Os dias foram passando e nada mudou para mim e Rafael: nossos apoiadores eram o mesmo na faculdade, minha mãe ainda me ignorava e meus sogros ainda não gostavam de mim. Carolina ainda não tinha aparecido na aula, e isso era uma fonte de preocupação para Rafael. Aliás, mais uma, porque ele continuava sendo atingido pela indiferença e afastamento dos nossos colegas. Eu até entendia que a questão da traição à Carolina era até maior que a questão da homossexualidade em si, mas o mínimo que Rafael merecia deles era uma boa conversa. Eu engolia as críticas porque nunca passaram de colegas de sala para mim, mas Rafa sempre saía com eles e tinha uma relação muito mais próxima. Bom, é nessas horas que a gente conhece os amigos de verdade.
O semestre mal havia começado e eu já estava louco por um descanso. E ele veio a cavalo: no dia 15, uma sexta-feira, foi feriado municipal em Belo Horizonte. Um feriado prolongado era tudo o que eu precisava no momento, uma breve pausa nos meus problemas. Eu adoraria passar esse feriado coladinho ao meu namorado, sem fazer absolutamente nada, mas não era isso que ele precisava no momento. Rafael precisava se sentir querido novamente. Não tive dúvidas antes de convidar Alice, Pedro, Paulinho, Bruno e Mariana para passarem o feriado conosco.
_Pai? A casa de Macacos vai tá livre no feriado?_ perguntei pro meu pai um dia pela manhã.

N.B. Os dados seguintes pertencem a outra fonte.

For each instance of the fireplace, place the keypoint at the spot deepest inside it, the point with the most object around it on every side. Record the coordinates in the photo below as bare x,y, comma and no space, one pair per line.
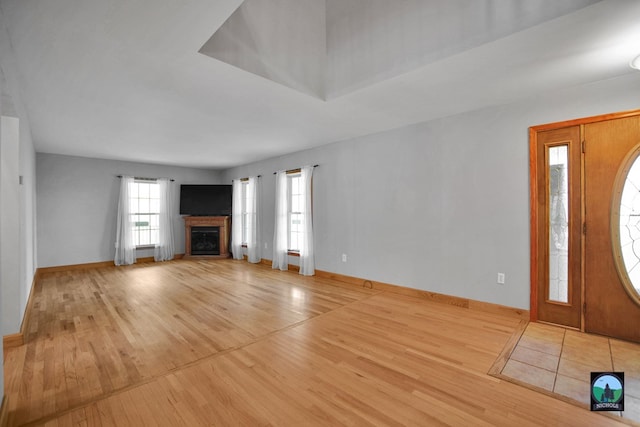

O meu avô paterno tinha construído uma casa em Macacos, um pequeno distrito próximo a Belo Horizonte, para poderem passar o fim de semana de vez em quando. Meu avô havia morrido e minha avó nunca fora muito fã daquela casa, de modo que ela acabou ficando para os filhos. Ela sempre acabava estando cheia, pois meus tios ou primos sempre iam para lá.
_Acho que sim, por que?_ ele respondeu sem me dar muita atenção.
_Tô querendo levar uma turma de amigos para passar o fim de semana lá.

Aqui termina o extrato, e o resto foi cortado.